In his three-year stay at Louisiana Tech, Dykes more than proved the value of the Air-Raid. Last season, Dykes’ offense churned out 577 yards and 51 points on average per game—all with an offensive playbook that consists of roughly 20 core plays. Huddles were mainly an afterthought last season, as Dykes’ offense reeled off the second-most offensive plays from scrimmage in all of Division I. Get to the line, survey the defense, snap it and let your athletes make plays. Rinse and repeat.
“Athletes who make plays” certainly have not been in short supply in Berkeley over the past decade. One would be hard pressed to flip on the tube on a fall Sunday and not see a Cal alum starring for an NFL team. Pro talent has been steadily flowing through the Cal recruiting pipeline, but for whatever reason, it hasn’t fully blossomed in Berkeley, especially at the quarterback position. Sandy Barbour and company are banking on the hope that a little simplicity will be just what the doctor ordered.
While Tedford leaves behind all the positives that come with a renovated Memorial Stadium and a new high-performance training facility, he also leaves his successor with an incredibly competitive schedule to navigate. Dykes inherits the least experienced team in all of the Pac-12 (five returners on defense, four on offense to be exact), and must face Big-10 power in Northwestern right out of the gate.

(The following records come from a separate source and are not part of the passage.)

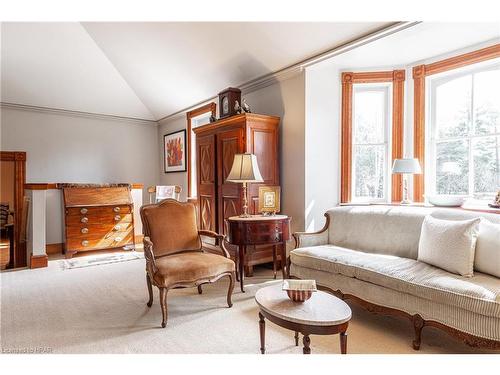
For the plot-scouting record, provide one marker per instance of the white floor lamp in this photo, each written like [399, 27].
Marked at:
[406, 167]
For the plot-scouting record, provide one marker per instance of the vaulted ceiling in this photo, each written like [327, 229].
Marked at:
[150, 70]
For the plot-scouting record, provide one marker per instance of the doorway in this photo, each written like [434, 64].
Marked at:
[13, 210]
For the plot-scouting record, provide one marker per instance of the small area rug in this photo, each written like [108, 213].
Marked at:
[97, 260]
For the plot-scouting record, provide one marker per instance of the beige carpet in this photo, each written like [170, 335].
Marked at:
[102, 309]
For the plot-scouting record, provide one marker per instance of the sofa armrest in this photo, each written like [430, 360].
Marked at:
[304, 239]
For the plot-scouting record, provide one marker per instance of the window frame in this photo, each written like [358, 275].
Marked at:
[420, 97]
[396, 140]
[384, 87]
[433, 82]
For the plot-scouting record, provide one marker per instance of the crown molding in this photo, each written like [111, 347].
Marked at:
[66, 112]
[297, 68]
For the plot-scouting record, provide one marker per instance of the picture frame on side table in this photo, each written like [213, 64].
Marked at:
[174, 152]
[269, 200]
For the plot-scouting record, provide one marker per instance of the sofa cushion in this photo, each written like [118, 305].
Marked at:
[480, 294]
[449, 244]
[377, 229]
[487, 257]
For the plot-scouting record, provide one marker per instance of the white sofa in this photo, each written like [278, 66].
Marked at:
[368, 254]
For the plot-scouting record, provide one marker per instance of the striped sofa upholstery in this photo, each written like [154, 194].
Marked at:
[371, 252]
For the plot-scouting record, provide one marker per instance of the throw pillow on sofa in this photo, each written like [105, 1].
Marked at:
[449, 244]
[487, 257]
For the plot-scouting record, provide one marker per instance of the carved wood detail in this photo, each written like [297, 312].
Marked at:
[418, 322]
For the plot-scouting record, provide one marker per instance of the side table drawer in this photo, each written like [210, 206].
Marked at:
[271, 232]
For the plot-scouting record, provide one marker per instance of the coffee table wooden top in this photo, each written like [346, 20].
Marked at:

Two weeks later, the team expected to claim the national championship and the Heisman Trophy, Ohio State, will show up in Berkeley. Sprinkle in a late September road test at Oregon and you have yourself a murderous first month of the season to contend with.
Dykes can only hope his simple, straightforward offense will jibe with what will likely be redshirt freshman Zach Kline at quarterback. If Kline can channel his inner Jim McMahon and Steve Young, the Bear-Raid will provide all the freedom he needs to make plays. What the offense won’t provide is a complex, intricate system designed to deceive the defense and hide offensive flaws.
Sonny Dykes, born in America’s football heartland to the son of a famed Texas coach, knows the drill all too well. Success isn’t measured by progress, or talent, or potential, but rather the cold hard facts of wins and losses and BCS Bowl appearances. It’s “win now,” and after that, it’s “what have you done for me lately.” It’s coaches at SC and Oregon bending the rules and breaking for the NFL as soon as it gets too hot. It’s Mike Leach at Washington State, it’s Jim Mora Jr. at UCLA, David Shaw at Stanford. It’s non-conference games vs. Big-10 powers. It’s the Wild West of college football, and good ol’ Sonny now finds himself right in the thick of it all. The Bear-Raid era is upon us and Cal fans can only pray it delivers the Rose Bowl they have long deserved.